Bill Hammond's birds go to the gym in his latest exhibition
The birds which inhabit Bill Hammond's paintings have taken on various roles over the years.
The birds which inhabit Bill Hammond's paintings have taken on various roles over the years.
Overseas Part II
W D Hammond
Peter McLeavey Gallery, Wellington
Until December 20
The birds which inhabit Bill Hammond’s paintings have taken on various roles over the years. Sometimes they are forbidding, at other times enigmatic and sometimes they are louche characters just hanging around waiting for people like Buller.

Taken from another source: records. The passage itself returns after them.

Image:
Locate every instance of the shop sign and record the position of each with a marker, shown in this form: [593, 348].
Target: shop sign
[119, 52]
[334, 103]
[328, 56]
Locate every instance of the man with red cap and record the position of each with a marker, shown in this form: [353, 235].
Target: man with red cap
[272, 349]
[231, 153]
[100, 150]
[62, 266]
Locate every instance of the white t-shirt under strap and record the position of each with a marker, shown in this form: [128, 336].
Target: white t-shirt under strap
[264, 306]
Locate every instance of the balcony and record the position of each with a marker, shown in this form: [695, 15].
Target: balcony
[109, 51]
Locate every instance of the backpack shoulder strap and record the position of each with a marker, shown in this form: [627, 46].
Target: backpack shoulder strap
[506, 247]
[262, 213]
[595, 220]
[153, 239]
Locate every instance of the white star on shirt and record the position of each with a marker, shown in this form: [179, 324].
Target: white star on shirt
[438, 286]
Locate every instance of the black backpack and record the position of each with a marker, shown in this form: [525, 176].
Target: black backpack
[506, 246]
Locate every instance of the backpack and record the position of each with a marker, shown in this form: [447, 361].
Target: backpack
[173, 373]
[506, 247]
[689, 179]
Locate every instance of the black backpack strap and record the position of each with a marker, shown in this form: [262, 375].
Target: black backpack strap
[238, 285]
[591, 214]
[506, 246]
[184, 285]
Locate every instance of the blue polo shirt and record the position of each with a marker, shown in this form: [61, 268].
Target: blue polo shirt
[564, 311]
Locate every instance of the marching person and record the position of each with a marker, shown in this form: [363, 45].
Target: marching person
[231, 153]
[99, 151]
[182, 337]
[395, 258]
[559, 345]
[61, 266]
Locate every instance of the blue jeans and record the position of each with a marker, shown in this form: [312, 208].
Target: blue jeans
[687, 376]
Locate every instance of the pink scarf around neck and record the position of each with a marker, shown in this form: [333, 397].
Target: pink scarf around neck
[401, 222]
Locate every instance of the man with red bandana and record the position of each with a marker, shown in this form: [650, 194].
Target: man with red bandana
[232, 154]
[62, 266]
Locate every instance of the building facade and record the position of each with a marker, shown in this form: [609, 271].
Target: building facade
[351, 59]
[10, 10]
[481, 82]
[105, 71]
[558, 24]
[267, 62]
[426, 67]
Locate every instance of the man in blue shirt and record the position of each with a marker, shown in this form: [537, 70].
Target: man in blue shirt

They don’t really engage in activity although they are occasionally seen playing musical instruments even doing a bit of swimming and rowing but generally they don’t relax a lot.
In his latest show at the Peter McLeavey Gallery consisting of one large work and six smaller works, his birds are engaged in physical activity in something of a response to the mythology of New Zealand as sporting nation.

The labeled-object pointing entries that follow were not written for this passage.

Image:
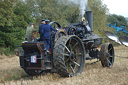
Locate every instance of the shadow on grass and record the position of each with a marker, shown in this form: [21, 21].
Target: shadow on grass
[13, 74]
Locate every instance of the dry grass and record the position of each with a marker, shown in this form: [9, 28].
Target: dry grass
[12, 74]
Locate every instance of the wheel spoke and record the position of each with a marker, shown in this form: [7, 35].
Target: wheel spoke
[69, 44]
[78, 54]
[76, 63]
[72, 69]
[67, 48]
[74, 46]
[67, 60]
[109, 61]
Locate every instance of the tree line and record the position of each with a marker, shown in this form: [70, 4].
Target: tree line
[15, 15]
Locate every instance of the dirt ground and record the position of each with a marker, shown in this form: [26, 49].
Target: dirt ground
[95, 74]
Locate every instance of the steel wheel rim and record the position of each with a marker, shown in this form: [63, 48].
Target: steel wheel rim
[73, 56]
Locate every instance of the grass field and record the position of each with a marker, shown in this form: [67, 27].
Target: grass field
[12, 74]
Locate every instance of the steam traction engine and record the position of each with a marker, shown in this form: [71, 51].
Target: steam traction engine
[70, 48]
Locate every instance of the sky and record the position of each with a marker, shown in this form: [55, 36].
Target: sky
[119, 7]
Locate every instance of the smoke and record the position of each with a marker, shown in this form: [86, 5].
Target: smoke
[81, 3]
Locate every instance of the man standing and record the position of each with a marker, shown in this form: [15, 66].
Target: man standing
[29, 32]
[40, 28]
[46, 31]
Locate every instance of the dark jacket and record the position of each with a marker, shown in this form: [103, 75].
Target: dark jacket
[40, 28]
[46, 31]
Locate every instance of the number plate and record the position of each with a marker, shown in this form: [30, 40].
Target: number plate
[33, 59]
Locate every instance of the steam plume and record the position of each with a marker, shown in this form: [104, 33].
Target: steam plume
[81, 3]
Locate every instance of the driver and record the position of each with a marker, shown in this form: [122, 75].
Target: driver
[46, 32]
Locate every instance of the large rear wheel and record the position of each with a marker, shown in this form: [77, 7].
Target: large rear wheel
[69, 56]
[107, 55]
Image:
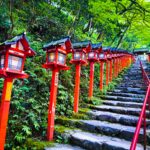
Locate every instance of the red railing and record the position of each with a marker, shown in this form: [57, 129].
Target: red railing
[142, 118]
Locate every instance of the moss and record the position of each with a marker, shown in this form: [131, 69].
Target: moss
[83, 110]
[61, 129]
[37, 145]
[80, 116]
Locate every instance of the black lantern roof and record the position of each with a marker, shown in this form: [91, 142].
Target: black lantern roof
[113, 49]
[58, 43]
[106, 49]
[15, 40]
[23, 39]
[96, 46]
[82, 44]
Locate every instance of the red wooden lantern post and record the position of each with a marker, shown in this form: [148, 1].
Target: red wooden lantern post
[148, 56]
[102, 60]
[56, 52]
[92, 58]
[113, 62]
[13, 54]
[107, 65]
[79, 58]
[109, 57]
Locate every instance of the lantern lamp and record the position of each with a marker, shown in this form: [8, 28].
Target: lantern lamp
[13, 54]
[79, 58]
[79, 52]
[148, 56]
[93, 53]
[92, 58]
[12, 57]
[56, 52]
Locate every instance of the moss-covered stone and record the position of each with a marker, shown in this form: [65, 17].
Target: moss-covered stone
[37, 145]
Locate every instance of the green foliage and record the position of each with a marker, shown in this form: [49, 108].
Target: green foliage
[111, 22]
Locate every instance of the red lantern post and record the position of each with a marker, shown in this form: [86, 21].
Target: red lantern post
[109, 57]
[13, 54]
[102, 60]
[148, 56]
[79, 58]
[92, 58]
[56, 52]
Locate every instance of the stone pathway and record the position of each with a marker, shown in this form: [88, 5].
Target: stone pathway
[112, 124]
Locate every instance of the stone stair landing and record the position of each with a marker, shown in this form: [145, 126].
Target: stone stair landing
[112, 124]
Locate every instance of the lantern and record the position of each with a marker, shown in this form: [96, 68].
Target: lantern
[56, 52]
[92, 58]
[12, 58]
[94, 52]
[79, 57]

They can also be seen as being images of exotic local performers involved in a Cirque Du Soleil show.
With these works, Hammond has taken on both a more playful approach to his invented characters but also expanded his vision of the birds' environments. Previously his birds have often inhabited an acid green landscape but with these new works he paints with a range of colours – indanthrene blue, titanate yellow, silver, verde and green gold.
They become heraldic colours, giving the birds different personalities and characteristics. In the larger work Over The Green Gold Sea ($200,000) the birds are working out at their gym in the trees, one using the branches as a trapeze, another in track pants is ready for a race while a couple exercise with large bones.

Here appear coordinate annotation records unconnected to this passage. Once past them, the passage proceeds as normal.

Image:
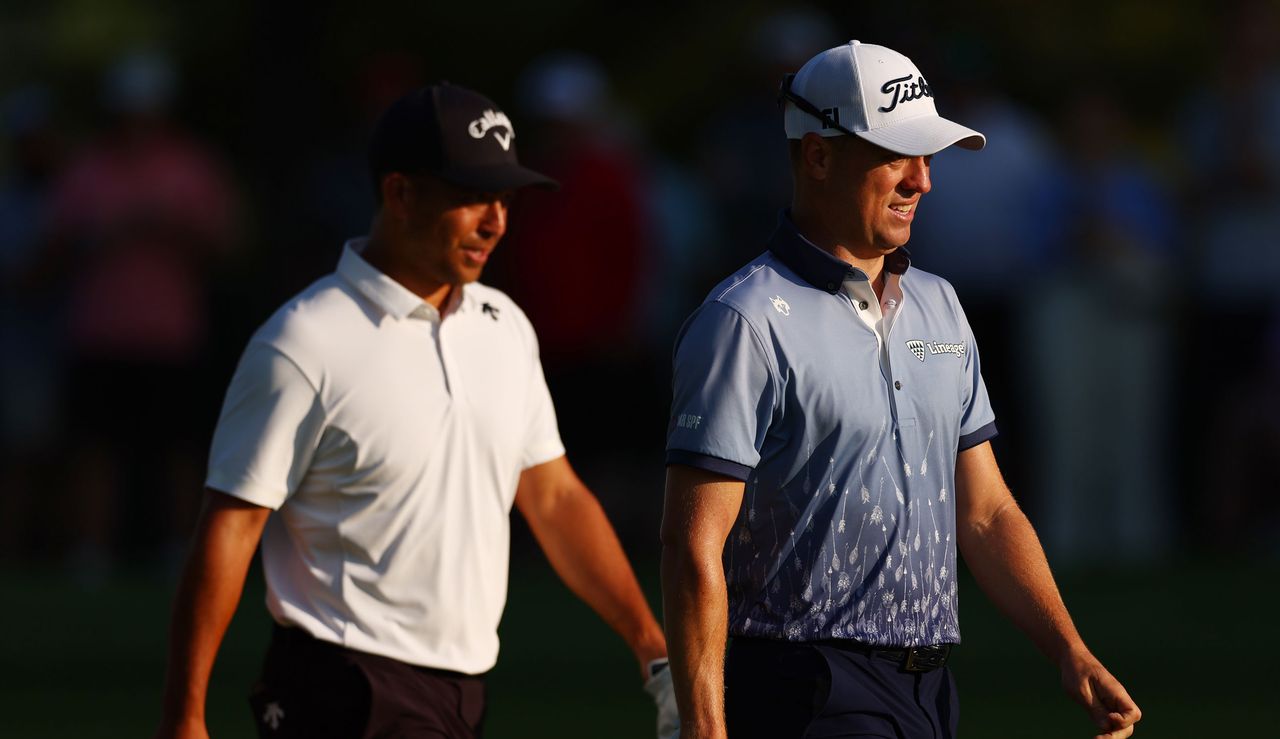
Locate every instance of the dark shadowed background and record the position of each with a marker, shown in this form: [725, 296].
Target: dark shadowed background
[169, 173]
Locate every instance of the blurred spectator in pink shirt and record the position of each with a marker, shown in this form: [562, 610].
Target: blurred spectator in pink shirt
[136, 224]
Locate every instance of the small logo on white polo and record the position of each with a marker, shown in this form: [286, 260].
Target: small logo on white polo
[493, 121]
[273, 715]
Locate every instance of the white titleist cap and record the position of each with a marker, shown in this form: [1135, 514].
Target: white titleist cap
[872, 92]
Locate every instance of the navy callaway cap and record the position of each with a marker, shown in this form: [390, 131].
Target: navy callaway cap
[453, 133]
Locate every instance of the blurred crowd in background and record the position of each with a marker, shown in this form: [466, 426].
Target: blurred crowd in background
[168, 178]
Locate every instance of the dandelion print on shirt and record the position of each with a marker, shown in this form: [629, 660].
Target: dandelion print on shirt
[854, 550]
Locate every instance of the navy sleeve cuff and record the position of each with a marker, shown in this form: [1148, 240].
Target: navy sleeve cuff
[983, 434]
[709, 464]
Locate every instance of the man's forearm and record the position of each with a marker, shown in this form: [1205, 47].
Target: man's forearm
[695, 609]
[584, 550]
[210, 589]
[1008, 561]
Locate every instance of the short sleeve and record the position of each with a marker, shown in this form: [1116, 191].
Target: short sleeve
[268, 432]
[977, 418]
[723, 393]
[542, 437]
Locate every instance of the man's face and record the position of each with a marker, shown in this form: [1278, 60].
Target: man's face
[874, 195]
[452, 231]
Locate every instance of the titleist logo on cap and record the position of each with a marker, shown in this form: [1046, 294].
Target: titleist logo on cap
[905, 91]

In the six smaller works the birds are shown engaged in a variety of activities. In Over Yellow Seas”($42,000) the creature seems to be taking up a yoga pose while in Over Indanthrene Sea a couple of birds are dancing. In these works Hammond has created a set of demigods, the mythological equivalents of the Olympian gods transposed to southern lands.
They are small like small icons, with that idea reinforced by the artist applying a gold patina over the surface of the paintings.